Two years ago, something happened to me. And I never told anyone. Not properly. Not in a way that made it real. I told myself it would be easier that way. That if I didn’t talk about it, if I didn’t think about it, if I didn’t give it a name, then maybe it wouldn’t affect me.
I thought I could pretend it didn’t happen. I thought I could carry on like normal. And for a while, I almost convinced myself I had.
But trauma doesn’t disappear just because you ignore it. It waits. It settles quietly somewhere deep inside you. And then it starts showing up in ways you don’t expect.
It shows up in the panic. In the way my body reacts before my mind even has time to catch up. In the way I freeze when someone gets too close. In the way a simple hug can feel overwhelming. Not because I don’t want connection. But because my body remembers something I’ve tried so hard to forget.
I hate that. I hate that something I never asked for now lives inside me like this. I hate that it has changed the way I experience something as simple as touch. Something that should feel safe. Something that should feel comforting. But instead, sometimes it feels like too much. Like my chest tightens and my body goes into panic without permission.

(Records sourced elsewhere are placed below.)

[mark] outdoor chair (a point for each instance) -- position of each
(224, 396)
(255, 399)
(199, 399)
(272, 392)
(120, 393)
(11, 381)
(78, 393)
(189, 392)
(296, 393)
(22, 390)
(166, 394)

And no one knows. That’s the hardest part. From the outside, it probably just looks like I’m distant. Or awkward. Or not affectionate. No one sees the internal reaction. No one sees the fear that doesn’t make sense in the moment. No one sees the memory my body is holding onto.
I thought silence would protect me. I thought not talking about it would make it smaller. But all it did was make me carry it alone.
It’s affecting everything now. The way I feel around people. The way I respond to closeness. The way I move through the world. It’s there in ways I can’t ignore anymore.
And I don’t even know how to begin explaining it. How do you say something out loud that you’ve spent two years trying not to think about? How do you give words to something that still doesn’t feel fully real?
Part of me still wants to push it back down. Still wants to pretend it’s not there. But I can’t anymore. Because my body won’t let me. Because the reactions are there whether I acknowledge it or not. Because ignoring it hasn’t healed it.
I don’t know what healing looks like yet. I don’t know how to face something I’ve avoided for so long. I don’t know how to feel safe in my own body again.
But I do know this: What happened to me matters. Even if I never said it out loud. Even if I tried to minimise it. Even if I convinced myself it “wasn’t that bad.” It mattered. It affected me. And it still is.
This is the trauma no one knows I’m carrying. The one I hid. The one I buried. The one that is now asking to be acknowledged.
Maybe this is the first step. Not fixing it. Not fully understanding it. Just admitting that it’s there. And that I don’t want to carry it alone forever.